Monday, July 19, 2010

Inadequate funding and attention to lung cancer

Good article by Jane Brody on why lung cancer, "the leading cancer killer in the United States" gets less research than many other forms of cancer. Lung cancer killed both my mother and my aunt (her sister). Both started smoking in their teens, long before the Surgeon General's report that smoking causes cancer and other lung diseases. My friend Sam (who did not smoke) died of lung cancer and his cancer was diagnosed only a month before his death. When I tell people that they died of lung cancer, the first question is always - did they smoke? Jane Brody explains why this question, and the assumption that only smokers get lung cancer, is wrong.
There are two things wrong here, according to clinicians who treat this killer of nearly 160,000 people a year — more than deaths from cancers of the breast, prostate and colon combined.
One is the element of blame, as if all smokers who get lung cancer began smoking and continued to smoke knowing the possible consequences. “Lung cancer is underfunded and a major reason is the idea that it’s all related to smoking and it’s the smoker’s fault,” said Dr. Michael Thun, an epidemiologist at the American Cancer Society. “This stigma has influenced both advocacy and research dollars.”
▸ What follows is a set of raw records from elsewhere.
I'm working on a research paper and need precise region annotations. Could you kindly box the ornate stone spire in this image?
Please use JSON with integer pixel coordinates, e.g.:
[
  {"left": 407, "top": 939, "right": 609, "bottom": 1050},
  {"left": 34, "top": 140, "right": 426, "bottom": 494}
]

In fact, most smokers who develop lung cancer these days were hooked on nicotine long before it was recognized as an addictive drug and before smoking was clearly linked to cancer. I recall ads for a cigarette brand “most doctors recommend,” as well as the wanton distribution of free cigarettes to college students and young military recruits. I also recall the more recent industry ploy of marketing “low tar” and “light” cigarettes with a higher nicotine content that kept people hooked.
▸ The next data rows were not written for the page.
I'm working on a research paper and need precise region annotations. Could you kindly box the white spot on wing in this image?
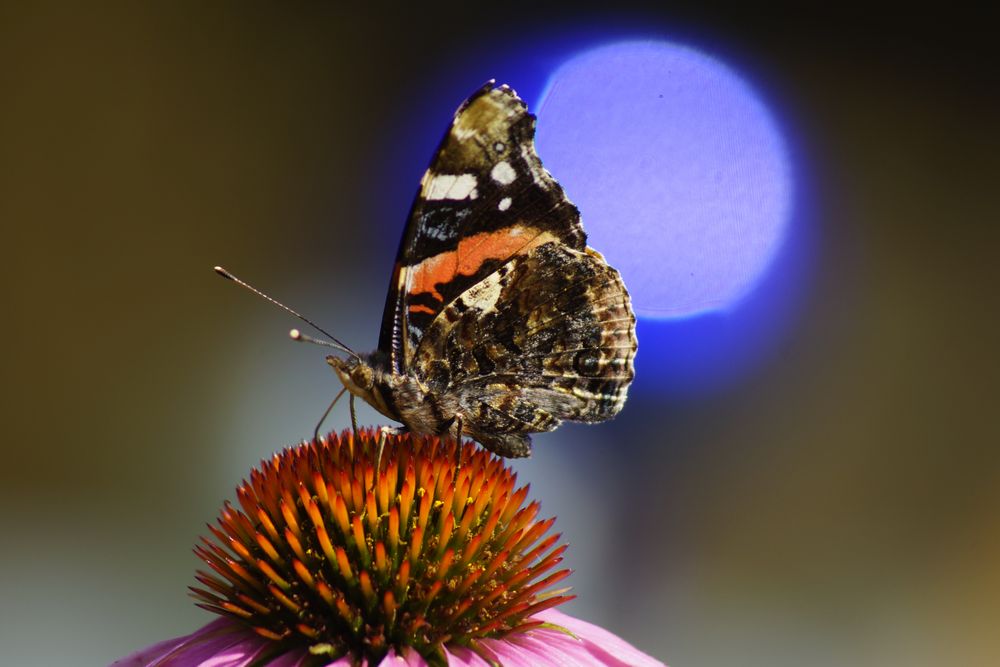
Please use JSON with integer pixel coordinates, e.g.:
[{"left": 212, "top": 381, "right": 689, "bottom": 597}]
[
  {"left": 490, "top": 160, "right": 517, "bottom": 185},
  {"left": 421, "top": 172, "right": 479, "bottom": 201}
]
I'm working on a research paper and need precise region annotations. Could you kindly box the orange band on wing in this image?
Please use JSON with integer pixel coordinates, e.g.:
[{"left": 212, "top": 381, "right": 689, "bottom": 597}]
[{"left": 410, "top": 226, "right": 555, "bottom": 302}]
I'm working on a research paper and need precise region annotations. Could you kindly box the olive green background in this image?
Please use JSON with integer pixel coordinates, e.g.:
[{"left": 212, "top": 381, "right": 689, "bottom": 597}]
[{"left": 0, "top": 2, "right": 1000, "bottom": 667}]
“Regardless of how patients get lung cancer, it’s not deserved,” Dr. Joan Schiller, an oncologist at the University of Texas Southwestern Medical Center in Dallas, told me in an interview. “Nicotine addiction is not their fault. Most became hooked at a very young age. It’s a real dependence, like heroin or cocaine.”
As for nonsmokers who get lung cancer — about two-thirds of them women — Dr. Schiller said they “are a disenfranchised group that did nothing wrong, yet women with breast cancer get all the support and empathy.”
“It’s a sizable number of nonsmokers who get lung cancer, more than get leukemia or AIDS,” she went on. “If lung cancer unrelated to smoking was listed as a separate disease, it would be the sixth or seventh most common cause of cancer deaths.”
Smoking-related lung cancer typically strikes older people (the average age at diagnosis is 71), but it often afflicts nonsmokers much earlier, in the 30s and 40s or even younger. And because doctors rarely suspect lung cancer when people who never smoked develop respiratory symptoms, the disease is typically diagnosed too late for any hope of a cure.

Many nonsmokers are treated for months for conditions like pneumonia, bronchitis or asthma before the real problem is uncovered. In fact, one type of lung cancer unrelated to smoking, bronchoalveolar carcinoma, can even look like pneumonia on a chest X-ray.